1. Haberler
  2. Siyaset Haberleri
  3. Tekneye 10 kaçak bindirip 11.9 kilo uyuşturucu indirmişler – İsmail Saymaz

Tekneye 10 kaçak bindirip 11.9 kilo uyuşturucu indirmişler – İsmail Saymaz

featured
Paylaş

Bu Yazıyı Paylaş

veya linki kopyala

Dün bu köşede, MHP İstanbul İl Yönetim Kurulu üyesi Güven Adıgüzel’in oğlu Tunahan Adıgüzel’in Yunanistan’da PKK’lılarla birlikte göçmen kaçakçılığı yaptığı gerekçesiyle tutuklandığını açıklamıştım. 

Güven Adıgüzel, bana yaptığı açıklamada, kara para suçundan Yunanistan’a kaçan oğlu Cihanay’ın PKK’lılarla tanıştığını, kardeşi Tunahan’ı kandırarak, bu suça sürüklediğini söylemişti.  

Adıgüzel, yazım üzerine MHP’den istifa etti.

11 KİLO 900 GRAM UYUŞTURUCU

Adıgüzel ve suç ortakları yalnızca PKK’lılarla birlikte göçmen  kaçırmıyor.

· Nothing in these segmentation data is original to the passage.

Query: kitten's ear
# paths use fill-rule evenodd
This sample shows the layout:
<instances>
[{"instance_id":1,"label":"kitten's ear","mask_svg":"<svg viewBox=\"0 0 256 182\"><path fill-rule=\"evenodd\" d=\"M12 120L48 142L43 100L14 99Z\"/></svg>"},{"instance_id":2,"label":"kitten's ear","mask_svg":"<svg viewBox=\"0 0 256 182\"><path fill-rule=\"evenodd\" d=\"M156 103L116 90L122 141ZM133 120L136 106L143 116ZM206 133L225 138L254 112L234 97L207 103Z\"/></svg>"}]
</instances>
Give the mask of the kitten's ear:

PKK üyeliği iddiasıyla aranan bir kişiyi de yurt dışına çıkarıyordu.

Ayvacık açıklarında yakalanan teknede, Türkiye’den bindirilen 10 kaçak ele geçirildi. Bunlar arasında PKK üyeliği, kasten öldürme ve yaralama suçlarından arananlar vardı. Yunan kaptan ve teknisyen de tutuklandı. Kumbağlar Limanı’ndan çıkarken baskın yiyen Adıgüzel ve üç arkadaşının bulunduğu aracın bagajında 11 kilo 900 gram uyuşturucu bulundu.

Meğer Adıgüzel ve suç ortakları kaçakları bindirdikleri tekneden, içerisinde 11 kilo 900 gram uyuşturucu bulunan valizi alıp sevkiyat için Balıkesir’e götürüyormuş.    

KİM BU AZAT?

Ayvacık Sulh Ceza Hakimliği’nin sorgu evrakına göre…  Adıgüzel, Atina’da yaşayan ‘Azat’ adlı kişiyle bir – iki ay önce internetten tanışıyor. 

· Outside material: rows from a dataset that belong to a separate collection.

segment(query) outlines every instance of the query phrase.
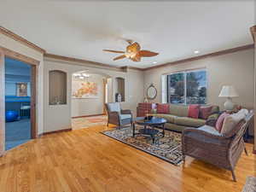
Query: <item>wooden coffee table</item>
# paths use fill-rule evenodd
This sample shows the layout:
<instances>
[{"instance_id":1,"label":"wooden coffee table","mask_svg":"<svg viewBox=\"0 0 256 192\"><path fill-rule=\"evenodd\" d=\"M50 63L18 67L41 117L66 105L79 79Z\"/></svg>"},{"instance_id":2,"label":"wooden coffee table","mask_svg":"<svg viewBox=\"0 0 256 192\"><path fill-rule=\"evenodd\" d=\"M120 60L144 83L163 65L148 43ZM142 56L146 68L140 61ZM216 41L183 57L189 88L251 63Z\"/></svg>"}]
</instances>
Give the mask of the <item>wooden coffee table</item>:
<instances>
[{"instance_id":1,"label":"wooden coffee table","mask_svg":"<svg viewBox=\"0 0 256 192\"><path fill-rule=\"evenodd\" d=\"M162 128L162 137L165 137L165 124L167 122L163 118L153 117L151 119L147 119L145 117L137 117L135 119L132 125L132 136L135 137L135 125L139 125L144 126L143 129L139 130L139 133L142 135L150 136L153 143L155 142L156 136L160 131L154 129L155 127Z\"/></svg>"}]
</instances>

“Birkaç kez müşteri alışverişinde bulunduk. Bazen müşteri başına daha fazla ödüyordu” diyor.  Azat, 27 Mayıs’ta Adıgüzel’i arayarak, dört kişiyi Çanakkale’de göndereceği bir konumdan alıp Ayvacık Kumbağlar Limanı’na bırakmasını istedi. Bu işlem karşılığında Adıgüzel’e 60 bin TL yolladı.

Adıgüzel, arkadaşları Atakan Gürevin, Alihan Ketenci ve Şenol Engin’i yanına aldı.

İki araba kiralayarak, yola çıktılar. Saat 19.30’da Azat’ın gönderdiği konuma vardılar. 

Dört araçtan 10 kişi indi.

İkisi çocuk, biri kadın, diğeri İranlıydı.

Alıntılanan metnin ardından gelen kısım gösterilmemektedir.